Pro-Nuclear Senate Bill, The ADVANCE Act, Is Headed To Biden’s Desk

( — The US Senate last month overwhelmingly passed legislation aimed at accelerating the deployment of clean nuclear energy in the United States by speeding up the permitting process and offering new incentives for the development of new high-tech nuclear reactor technology.

The Accelerating Deployment of Versatile Advanced Nuclear Energy (ADVANCE) Act passed with overwhelming bipartisan support in an 88-2 vote on June 18 after passing the House in May as part of the Fire Grants and Safety Act, in a 393-13 vote. The bill now awaits President Biden’s signature.

Democrat Senator Ed Markey of Massachusetts and Independent Senator Bernie Sanders of Vermont were the only two to vote against the ADVANCE Act.

Senate Environment and Public Works Committee Chair Tom Carper (D-DE) described the June 18 vote as a “major victory” for the climate and US “energy security.”
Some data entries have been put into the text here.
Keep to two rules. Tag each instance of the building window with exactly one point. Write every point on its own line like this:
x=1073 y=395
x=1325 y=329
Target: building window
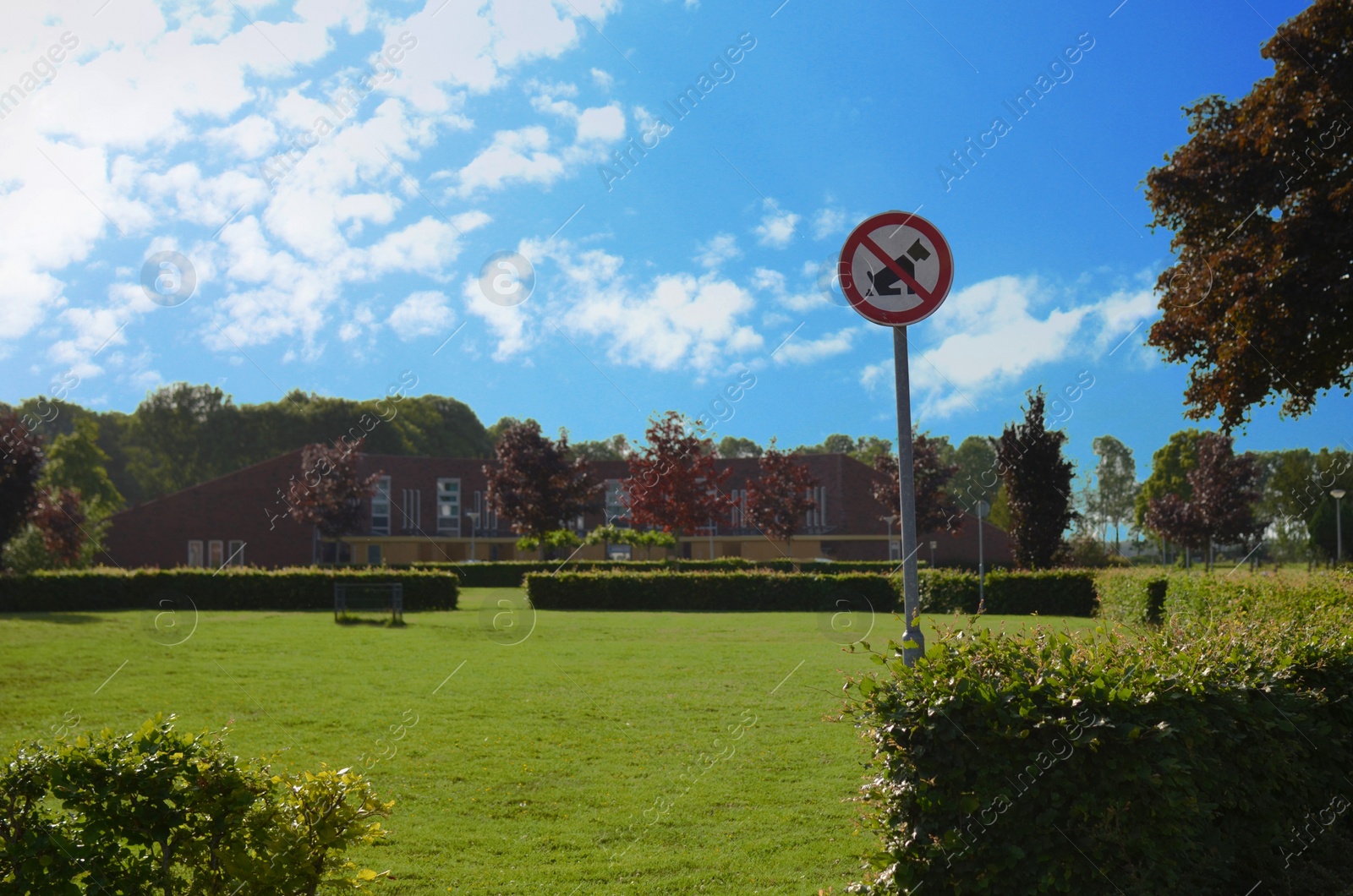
x=616 y=501
x=737 y=512
x=818 y=516
x=448 y=506
x=381 y=508
x=487 y=519
x=412 y=504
Carper said in a statement that the legislation would give the Nuclear Regulatory Commission both the tools and the workforce needed to efficiently review new nuclear technologies while maintaining its “critical safety mission.”

The committee’s ranking member, Senator Shelley Moore Capito (R-WV), lauded the bipartisan effort of lawmakers in both chambers, who “worked together to recognize the importance of nuclear energy to America’s future.”

Under the legislation, the regulatory costs for seeking to license new nuclear energy technologies would be reduced while also creating a prize to incentivize those who successfully develop “next-generation reactor technologies.”

If signed into law, the ADVANCE Act could benefit companies like TerraPower, which, in early June, began construction on an advanced Natrium reactor on the site of an old coal plant in Wyoming.

The company experienced delays in construction due to regulatory hurdles in obtaining a key permit.

The nuclear energy industry has struggled in recent decades to expand in the United States, largely due to soaring costs and regulations, including complex permitting rules.

Not everyone is happy about efforts to expand US nuclear energy production.

Anti-nuclear groups like the Union of Concerned Scientists have warned against easing licensing requirements for high-tech reactors, arguing that simplifying permitting may put safety at risk.